Symptoms of Scoliosis
Usually, you can begin to see scoliosis when a child is between 8 and 10 years old. As your child grows and the condition progresses:
- The bones of the spine may rotate slightly, making it look like your child’s waist or shoulders are uneven.
- One or both shoulder blades may stick out.
- The hips may seem elevated, or your child may lean to one side.
Cobb method used to measure scoliosis spine curvature. The endplate of the most deviated vertebrae are marked and a right angle line drawn. The angle created by the intersecting lines indicates the degree of curvature.
To measure scoliosis, we use the Cobb method. The image to the right shows an example of how we take the measurement.

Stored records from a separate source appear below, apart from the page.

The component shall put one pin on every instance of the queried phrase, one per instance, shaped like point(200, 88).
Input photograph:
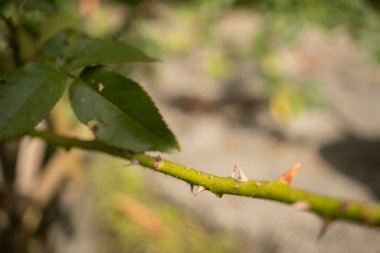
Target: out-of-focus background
point(260, 83)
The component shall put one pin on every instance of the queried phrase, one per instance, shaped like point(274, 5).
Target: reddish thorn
point(238, 174)
point(198, 190)
point(157, 162)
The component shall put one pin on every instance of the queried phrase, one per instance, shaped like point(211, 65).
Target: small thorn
point(198, 190)
point(157, 162)
point(326, 222)
point(288, 176)
point(238, 174)
point(219, 195)
point(301, 206)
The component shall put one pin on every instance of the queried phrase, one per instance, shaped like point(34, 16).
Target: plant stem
point(326, 207)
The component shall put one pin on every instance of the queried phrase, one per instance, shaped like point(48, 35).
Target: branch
point(238, 184)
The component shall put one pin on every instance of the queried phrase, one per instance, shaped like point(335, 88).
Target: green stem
point(326, 207)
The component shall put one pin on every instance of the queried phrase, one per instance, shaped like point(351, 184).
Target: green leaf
point(78, 50)
point(119, 112)
point(27, 95)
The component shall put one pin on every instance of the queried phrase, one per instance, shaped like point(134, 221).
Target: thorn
point(158, 162)
point(326, 222)
point(198, 190)
point(191, 188)
point(288, 176)
point(301, 206)
point(219, 195)
point(238, 174)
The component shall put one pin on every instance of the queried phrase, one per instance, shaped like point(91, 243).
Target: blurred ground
point(221, 124)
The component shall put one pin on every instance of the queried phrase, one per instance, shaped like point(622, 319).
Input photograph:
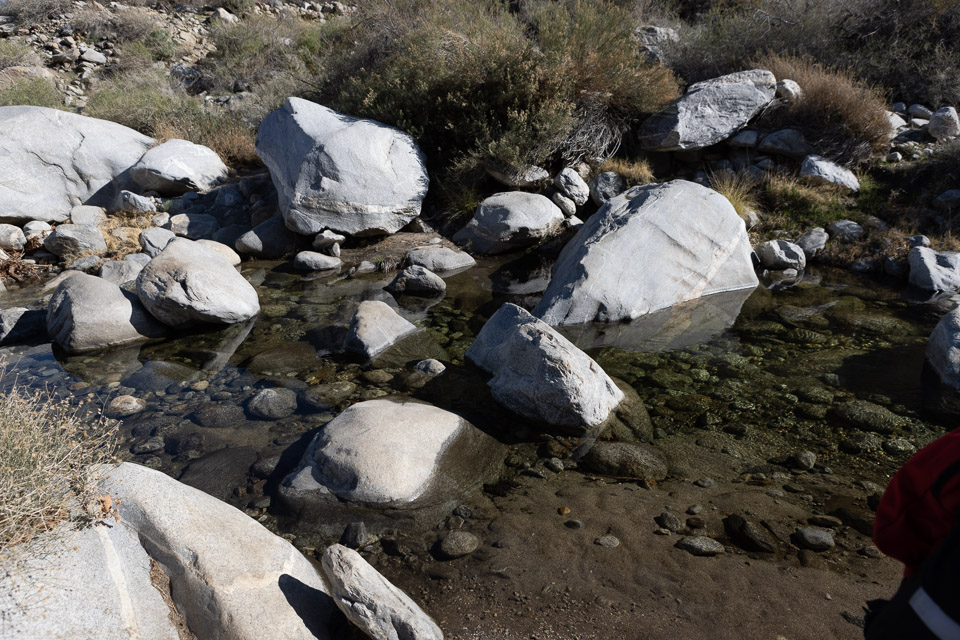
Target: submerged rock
point(648, 249)
point(540, 374)
point(334, 171)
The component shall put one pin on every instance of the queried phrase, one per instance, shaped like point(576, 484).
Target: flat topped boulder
point(647, 249)
point(541, 375)
point(178, 166)
point(53, 160)
point(334, 171)
point(508, 221)
point(188, 283)
point(710, 112)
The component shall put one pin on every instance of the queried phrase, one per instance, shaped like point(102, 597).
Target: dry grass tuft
point(46, 450)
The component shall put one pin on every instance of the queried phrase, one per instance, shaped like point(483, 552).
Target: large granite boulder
point(178, 166)
point(87, 313)
point(52, 160)
point(188, 283)
point(372, 602)
point(508, 221)
point(647, 249)
point(541, 375)
point(334, 171)
point(934, 270)
point(391, 452)
point(710, 112)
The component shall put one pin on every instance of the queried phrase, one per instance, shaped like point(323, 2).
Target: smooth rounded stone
point(567, 206)
point(822, 171)
point(12, 238)
point(430, 366)
point(120, 272)
point(440, 259)
point(325, 396)
point(868, 416)
point(944, 124)
point(934, 270)
point(789, 90)
point(813, 538)
point(458, 544)
point(226, 252)
point(813, 241)
point(710, 112)
point(700, 546)
point(608, 541)
point(943, 349)
point(605, 186)
point(787, 142)
point(508, 221)
point(74, 239)
point(188, 283)
point(648, 249)
point(778, 255)
point(178, 166)
point(53, 160)
point(219, 416)
point(805, 460)
point(334, 171)
point(269, 240)
point(417, 281)
point(87, 313)
point(371, 602)
point(194, 225)
point(327, 240)
point(539, 374)
point(125, 406)
point(625, 460)
point(313, 261)
point(154, 240)
point(572, 186)
point(375, 326)
point(390, 452)
point(273, 404)
point(845, 231)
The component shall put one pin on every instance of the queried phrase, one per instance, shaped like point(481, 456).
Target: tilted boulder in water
point(541, 375)
point(53, 160)
point(188, 283)
point(334, 171)
point(87, 313)
point(710, 112)
point(648, 249)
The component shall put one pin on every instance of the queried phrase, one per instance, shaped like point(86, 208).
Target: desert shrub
point(36, 92)
point(478, 85)
point(46, 450)
point(843, 118)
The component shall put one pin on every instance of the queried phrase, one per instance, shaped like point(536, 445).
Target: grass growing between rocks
point(46, 450)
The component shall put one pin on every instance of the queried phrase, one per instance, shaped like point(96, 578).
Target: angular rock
point(371, 602)
point(337, 172)
point(648, 249)
point(439, 259)
point(374, 328)
point(822, 171)
point(74, 239)
point(710, 112)
point(87, 313)
point(53, 160)
point(178, 166)
point(508, 221)
point(188, 283)
point(778, 255)
point(417, 281)
point(934, 270)
point(539, 374)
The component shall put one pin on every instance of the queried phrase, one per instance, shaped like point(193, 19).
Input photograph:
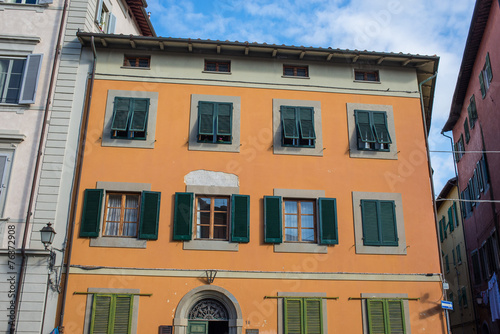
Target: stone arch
point(208, 292)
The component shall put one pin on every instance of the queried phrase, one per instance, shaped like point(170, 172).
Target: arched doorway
point(208, 316)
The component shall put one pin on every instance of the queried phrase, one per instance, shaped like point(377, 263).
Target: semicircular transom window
point(208, 309)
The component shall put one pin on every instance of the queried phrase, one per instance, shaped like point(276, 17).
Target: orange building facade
point(249, 188)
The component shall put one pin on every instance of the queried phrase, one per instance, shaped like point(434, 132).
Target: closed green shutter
point(363, 126)
point(289, 123)
point(293, 316)
point(312, 316)
point(122, 316)
point(183, 216)
point(370, 224)
point(224, 116)
point(380, 127)
point(150, 215)
point(121, 114)
point(376, 317)
point(396, 317)
point(306, 120)
point(206, 113)
point(328, 233)
point(273, 232)
point(240, 218)
point(139, 115)
point(101, 312)
point(91, 213)
point(388, 223)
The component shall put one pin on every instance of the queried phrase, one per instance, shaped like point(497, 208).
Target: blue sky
point(427, 27)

First, we identify the bones in the spine that are tilted the most. Next, we draw a line along the ends of these bones, which allows us to measure the angle of the tilt.
When you and your child visit our clinic, doctors examine your child:
- We ask your child to bend forward so we can check for a bump along the back that is a sign of scoliosis.
- We take X-rays of your child’s spine to help us find out what type of scoliosis they may have.
- We find out whether your child might have one of the conditions that sometimes comes along with scoliosis.
- Sometimes we ask that a child have an MRI (magnetic resonance imaging) scan of the spinal cord. This is to make sure that a cyst or spinal tumor is not causing the scoliosis. This is more common for younger children who have large deformities in the bones in their backs.
Finding out what type of scoliosis your child may have is important because different types of scoliosis progress in different ways and need different treatments.